That was in June of 1996. Here it is in January of 1998 and the
place is still vacant after they demolished 70% of the property
and left 30% to be refurbished and nothing has happened to this
date.
So as a result of getting us out, in September of that year(1996)
(former HUD Secretary Henry) Cisneros went on and approved for
them to demolish 700 of the units and keep 300 to be rehabbed.
But our argument is if you can rehab 300 units you could have
rehabbed the whole thing. The other thing is Cisneros committed
that the land was not to be used for commercial development and
only could be kept for public housing. Of course he's not honest
with that neither because then he brings in a home ownership problem
by saying that you could sell homes on the vacant land which is
no longer public housing. [Residents believe the houses will be
sold at prices far above what public housing residents can afford]..

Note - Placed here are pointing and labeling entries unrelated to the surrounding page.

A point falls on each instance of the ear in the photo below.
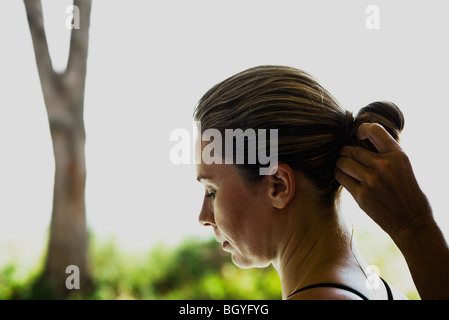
(281, 185)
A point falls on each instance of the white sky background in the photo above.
(151, 61)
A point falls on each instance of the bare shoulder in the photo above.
(325, 293)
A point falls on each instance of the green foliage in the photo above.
(196, 269)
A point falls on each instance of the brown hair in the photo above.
(312, 126)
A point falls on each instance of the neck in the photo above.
(314, 247)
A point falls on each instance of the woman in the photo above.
(289, 218)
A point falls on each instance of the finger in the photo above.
(378, 136)
(347, 181)
(359, 154)
(352, 168)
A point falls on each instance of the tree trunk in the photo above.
(64, 101)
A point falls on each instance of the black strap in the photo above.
(342, 286)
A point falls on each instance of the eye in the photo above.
(211, 194)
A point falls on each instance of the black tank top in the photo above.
(342, 286)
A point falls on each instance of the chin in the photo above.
(246, 263)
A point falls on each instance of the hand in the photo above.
(383, 183)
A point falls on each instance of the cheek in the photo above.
(233, 210)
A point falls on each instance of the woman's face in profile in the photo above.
(239, 214)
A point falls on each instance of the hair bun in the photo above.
(386, 114)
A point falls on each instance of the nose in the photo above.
(206, 217)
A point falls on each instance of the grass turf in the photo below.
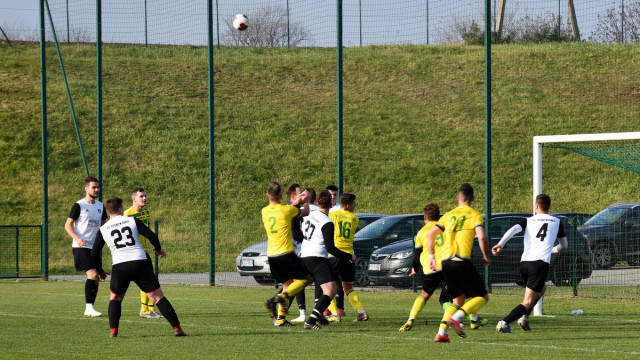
(43, 320)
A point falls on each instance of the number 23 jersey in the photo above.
(120, 233)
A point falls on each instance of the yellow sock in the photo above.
(294, 288)
(144, 299)
(418, 305)
(447, 314)
(473, 305)
(333, 307)
(354, 300)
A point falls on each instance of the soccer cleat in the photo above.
(458, 326)
(308, 326)
(524, 324)
(407, 326)
(479, 323)
(440, 338)
(285, 323)
(503, 327)
(300, 318)
(270, 305)
(362, 317)
(92, 313)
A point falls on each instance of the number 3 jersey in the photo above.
(541, 232)
(122, 235)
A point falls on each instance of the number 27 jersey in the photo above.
(120, 233)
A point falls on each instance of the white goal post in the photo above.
(539, 141)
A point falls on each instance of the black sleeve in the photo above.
(98, 244)
(150, 235)
(416, 258)
(75, 211)
(328, 231)
(561, 233)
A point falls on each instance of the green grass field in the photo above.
(43, 320)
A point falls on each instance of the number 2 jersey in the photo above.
(122, 236)
(541, 232)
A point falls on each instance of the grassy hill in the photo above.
(413, 131)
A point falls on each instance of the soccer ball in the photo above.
(240, 22)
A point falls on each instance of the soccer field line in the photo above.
(325, 331)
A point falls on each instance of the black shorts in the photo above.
(82, 259)
(534, 274)
(320, 269)
(463, 278)
(286, 267)
(431, 281)
(138, 271)
(343, 269)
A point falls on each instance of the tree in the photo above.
(267, 28)
(610, 25)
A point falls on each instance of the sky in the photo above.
(365, 22)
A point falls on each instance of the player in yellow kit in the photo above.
(140, 211)
(346, 223)
(285, 265)
(459, 227)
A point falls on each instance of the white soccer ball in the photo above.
(240, 22)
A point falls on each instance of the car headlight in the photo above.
(401, 254)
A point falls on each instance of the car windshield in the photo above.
(607, 216)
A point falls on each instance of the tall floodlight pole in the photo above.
(339, 95)
(487, 121)
(44, 249)
(212, 218)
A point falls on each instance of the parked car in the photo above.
(614, 235)
(391, 265)
(380, 233)
(252, 261)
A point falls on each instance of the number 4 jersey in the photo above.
(541, 232)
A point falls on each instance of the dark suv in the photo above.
(614, 235)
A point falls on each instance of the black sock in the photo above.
(168, 312)
(90, 291)
(515, 314)
(115, 311)
(321, 305)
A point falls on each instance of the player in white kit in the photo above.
(130, 263)
(541, 232)
(318, 230)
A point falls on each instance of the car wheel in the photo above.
(603, 256)
(362, 276)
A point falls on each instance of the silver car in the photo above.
(252, 261)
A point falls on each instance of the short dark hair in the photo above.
(466, 192)
(274, 189)
(113, 205)
(312, 194)
(432, 211)
(324, 199)
(89, 180)
(544, 201)
(292, 188)
(347, 199)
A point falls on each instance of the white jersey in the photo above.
(541, 232)
(87, 219)
(120, 233)
(313, 244)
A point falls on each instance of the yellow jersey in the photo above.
(277, 223)
(421, 242)
(346, 224)
(459, 230)
(142, 216)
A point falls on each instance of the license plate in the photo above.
(246, 262)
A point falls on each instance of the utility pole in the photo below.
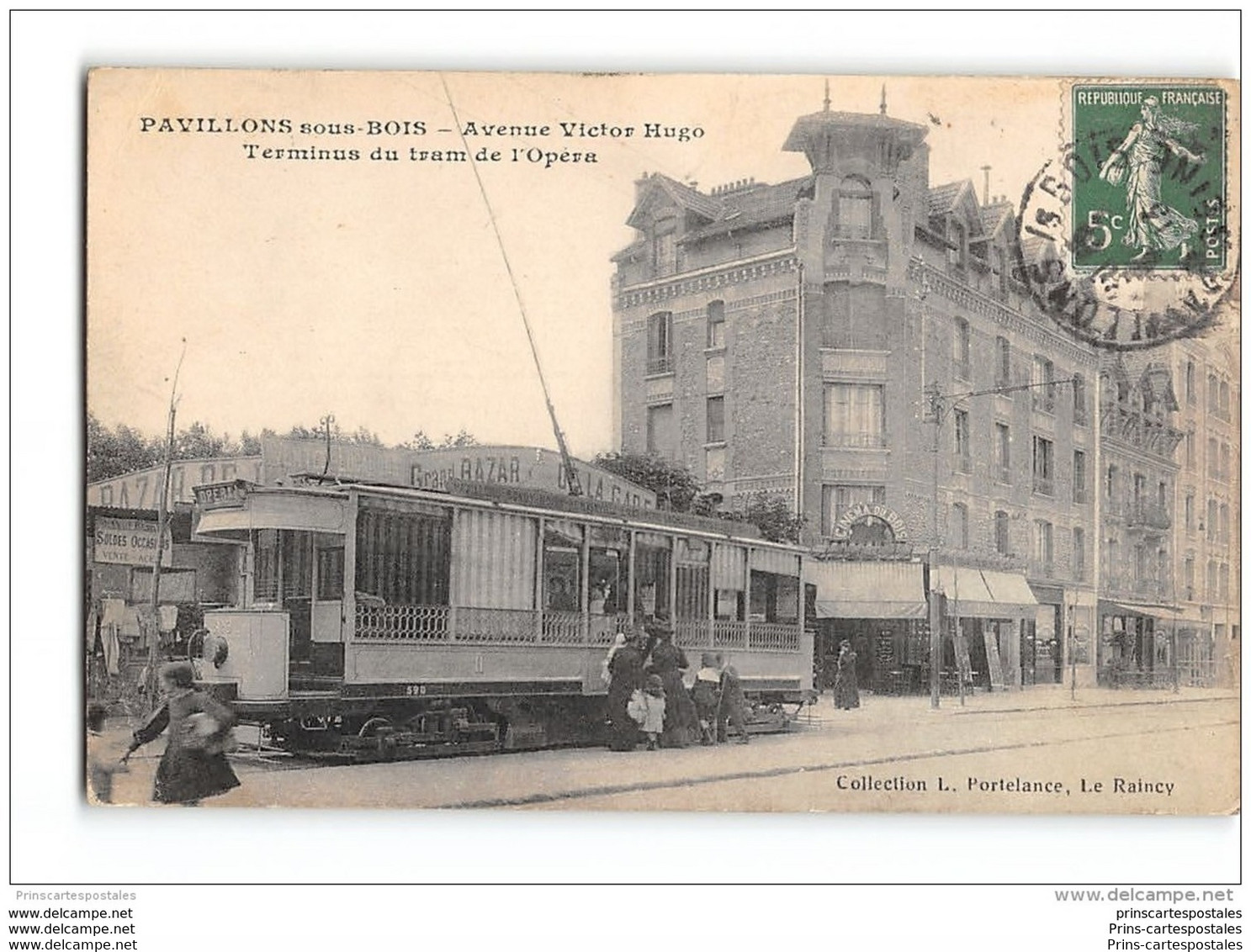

The other thing is that since 1983 we have always told the people
of Freedmen's Town, churches, organizations, that if they didn't
help protect us they had no protection for themselves. Because
it was the federal red tape at Allen Parkway Village and the organization
at Allen Parkway Village which had stopped some of the biggest
powers in their country for nearly twenty years. We are talking
about big financial institutions out of New York and the Northeast,
the federal government, HUD itself ... we fought (former HUD Secretary)
Sam Pierce, (former HUD Secretary) Jack Kemp was not that much
of a problem, but Cisneros certainly was a problem, the major
corporations, the Houston Chamber of Commerce, the city government.
We were a real threat to them. We are still a threat to them cause
there are still 300 units (of public housing) sitting over there
and they are trying to figure out how to get rid of that last
300. We expect them to try to make it elderly housing, a non-threatening
population, so you don't have any young minority children wandering
through the neighborhood. (Elderly housing would be) a very sedentary
population which they'll wall off and lock in and eventually wipe
this out and complete their master plan (redevelopment of Freedmen?s
town into commercial downtown real estate).
But, our group is still gonna work to keep what we have.